Gegen die Zerstörung des Sozialstaates und den Angriff auf unsere Grundrechte



Dieses Buch der Georg-Elser-Initiative Bremen ist weder eine Dokumentation über die Occupy-Bewegung noch ein Report über eine im Entstehen begriffene Bürgererhebung, wie der Titel nahelegen könnte. Es handelt sich um eine Zusammenstellung thematisch sehr unterschiedlicher Artikel, die Zustand, Geschichte und Entwicklungstendenzen der Bundesrepublik Deutschland in Hinsicht auf Sozialstaat [1] und Grundrechte [2] kritisch beleuchten.

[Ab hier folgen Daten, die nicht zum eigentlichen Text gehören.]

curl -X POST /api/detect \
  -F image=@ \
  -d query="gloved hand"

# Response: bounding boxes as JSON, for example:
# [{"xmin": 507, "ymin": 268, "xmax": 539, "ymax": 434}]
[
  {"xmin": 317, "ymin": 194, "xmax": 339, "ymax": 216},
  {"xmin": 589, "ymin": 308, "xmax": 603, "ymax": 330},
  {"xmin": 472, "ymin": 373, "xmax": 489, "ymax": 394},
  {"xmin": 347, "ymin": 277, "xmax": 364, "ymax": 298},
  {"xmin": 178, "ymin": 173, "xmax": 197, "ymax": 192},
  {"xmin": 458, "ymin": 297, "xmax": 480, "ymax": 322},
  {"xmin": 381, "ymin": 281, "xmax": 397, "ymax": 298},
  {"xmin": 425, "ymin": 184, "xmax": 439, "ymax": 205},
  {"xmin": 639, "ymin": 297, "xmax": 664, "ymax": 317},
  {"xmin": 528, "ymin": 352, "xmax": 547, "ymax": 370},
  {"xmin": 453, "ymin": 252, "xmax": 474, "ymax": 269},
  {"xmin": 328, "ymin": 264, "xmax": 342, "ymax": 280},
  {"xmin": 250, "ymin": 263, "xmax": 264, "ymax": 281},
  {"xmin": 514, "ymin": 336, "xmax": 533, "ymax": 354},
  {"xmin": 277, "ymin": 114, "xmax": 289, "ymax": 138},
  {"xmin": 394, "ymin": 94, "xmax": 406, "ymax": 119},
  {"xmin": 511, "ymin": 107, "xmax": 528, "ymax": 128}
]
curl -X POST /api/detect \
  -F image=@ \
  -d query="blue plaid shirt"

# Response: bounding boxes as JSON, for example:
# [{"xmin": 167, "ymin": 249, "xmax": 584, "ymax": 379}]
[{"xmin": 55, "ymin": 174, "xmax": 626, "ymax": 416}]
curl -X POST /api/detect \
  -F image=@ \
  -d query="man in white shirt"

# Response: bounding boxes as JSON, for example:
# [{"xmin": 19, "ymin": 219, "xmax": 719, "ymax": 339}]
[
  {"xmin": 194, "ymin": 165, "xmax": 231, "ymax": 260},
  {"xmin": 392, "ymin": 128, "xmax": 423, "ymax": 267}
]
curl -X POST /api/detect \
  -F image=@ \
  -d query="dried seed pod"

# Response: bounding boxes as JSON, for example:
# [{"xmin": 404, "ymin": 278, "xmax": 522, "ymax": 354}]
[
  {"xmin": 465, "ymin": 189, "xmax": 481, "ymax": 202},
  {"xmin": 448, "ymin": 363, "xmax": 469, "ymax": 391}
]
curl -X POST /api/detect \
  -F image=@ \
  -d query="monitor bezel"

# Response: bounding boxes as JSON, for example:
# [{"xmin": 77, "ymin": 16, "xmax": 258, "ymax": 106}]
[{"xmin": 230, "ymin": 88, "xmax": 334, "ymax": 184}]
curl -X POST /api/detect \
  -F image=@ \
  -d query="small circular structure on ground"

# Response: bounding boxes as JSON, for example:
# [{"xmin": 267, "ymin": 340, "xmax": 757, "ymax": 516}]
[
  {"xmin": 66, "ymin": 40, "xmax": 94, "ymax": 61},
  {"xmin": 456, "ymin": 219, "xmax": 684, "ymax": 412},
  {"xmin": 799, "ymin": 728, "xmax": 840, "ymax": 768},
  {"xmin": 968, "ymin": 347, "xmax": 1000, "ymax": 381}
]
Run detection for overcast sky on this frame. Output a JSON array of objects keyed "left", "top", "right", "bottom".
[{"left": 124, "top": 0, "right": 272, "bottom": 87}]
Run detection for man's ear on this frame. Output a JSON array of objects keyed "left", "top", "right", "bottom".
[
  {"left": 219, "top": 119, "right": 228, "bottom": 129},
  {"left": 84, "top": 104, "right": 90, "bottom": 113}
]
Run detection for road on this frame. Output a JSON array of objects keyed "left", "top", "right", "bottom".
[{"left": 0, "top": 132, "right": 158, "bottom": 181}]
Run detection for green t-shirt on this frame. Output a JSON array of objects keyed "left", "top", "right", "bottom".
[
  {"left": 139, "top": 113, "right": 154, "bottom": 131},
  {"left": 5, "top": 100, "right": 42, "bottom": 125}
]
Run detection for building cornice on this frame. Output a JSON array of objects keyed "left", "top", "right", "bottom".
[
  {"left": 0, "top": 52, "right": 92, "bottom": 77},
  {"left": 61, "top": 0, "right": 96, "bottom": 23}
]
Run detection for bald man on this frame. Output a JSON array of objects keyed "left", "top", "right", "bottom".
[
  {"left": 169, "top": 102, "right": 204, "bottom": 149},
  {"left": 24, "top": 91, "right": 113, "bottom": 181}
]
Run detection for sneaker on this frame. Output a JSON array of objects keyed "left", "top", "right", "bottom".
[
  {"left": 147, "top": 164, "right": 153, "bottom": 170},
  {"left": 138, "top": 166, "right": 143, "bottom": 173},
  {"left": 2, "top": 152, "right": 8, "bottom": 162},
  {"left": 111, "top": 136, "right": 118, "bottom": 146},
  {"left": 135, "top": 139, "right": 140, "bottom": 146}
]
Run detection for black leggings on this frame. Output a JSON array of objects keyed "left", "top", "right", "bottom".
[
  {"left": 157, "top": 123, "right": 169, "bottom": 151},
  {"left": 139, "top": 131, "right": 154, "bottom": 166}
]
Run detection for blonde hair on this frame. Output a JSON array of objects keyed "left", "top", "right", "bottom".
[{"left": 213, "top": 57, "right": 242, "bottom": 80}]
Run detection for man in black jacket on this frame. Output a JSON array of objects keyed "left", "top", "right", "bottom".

Mit seinem der Sammlung vorangestellten, einführenden Artikel, dessen Titel "Aus (welcher) Geschichte lernen? »1932Heute!«" sich auf eine Veranstaltungsreihe im Februar/März 2011 in Bremen bezieht, der auch die Beiträge dieses Buches zum Teil entstammen, erörtert Herausgeber Achim Rogoss zunächst grundlegende Positionen und Konfrontationslinien der Initiative. Diese steht nicht allein für das Gedenken an Georg Elser und an den Widerstand gegen nationalsozialistische Gewaltherrschaft und Ideologie, sondern in umfassenderem Sinne für eine kritische Aufarbeitung derselben. Das betrifft auch personelle und politische Kontinuitäten, die in der Regel weniger im Licht der Öffentlichkeit stehen als wortreiche Distanzierungen wie ein "Nie wieder Auschwitz". Daß mit dem mangelnden personellen Bruch auch grundlegende Strukturen und Denkweisen weitertransportiert wurden und werden sollten, liegt nahe. In diesem Sinne beschränkt sich die Elser-Initiative nicht auf geschichtsanalytische Bewältigungen, sondern mischt sich ein, wo es aus ihrer Sicht geboten erscheint. Während erstere Aktivitäten und Veranstaltungen in der Regel auf Unterstützung und großen Zuspruch von offizieller Seite stießen, sei bei aktualitätsbezogenen, gesellschaftskritischen Veranstaltungen und Diskussionsvorschlägen (Beispiel grundgesetzwidrige Polizeigewalt) eher das Gegenteil der Fall, schildert Rogoss.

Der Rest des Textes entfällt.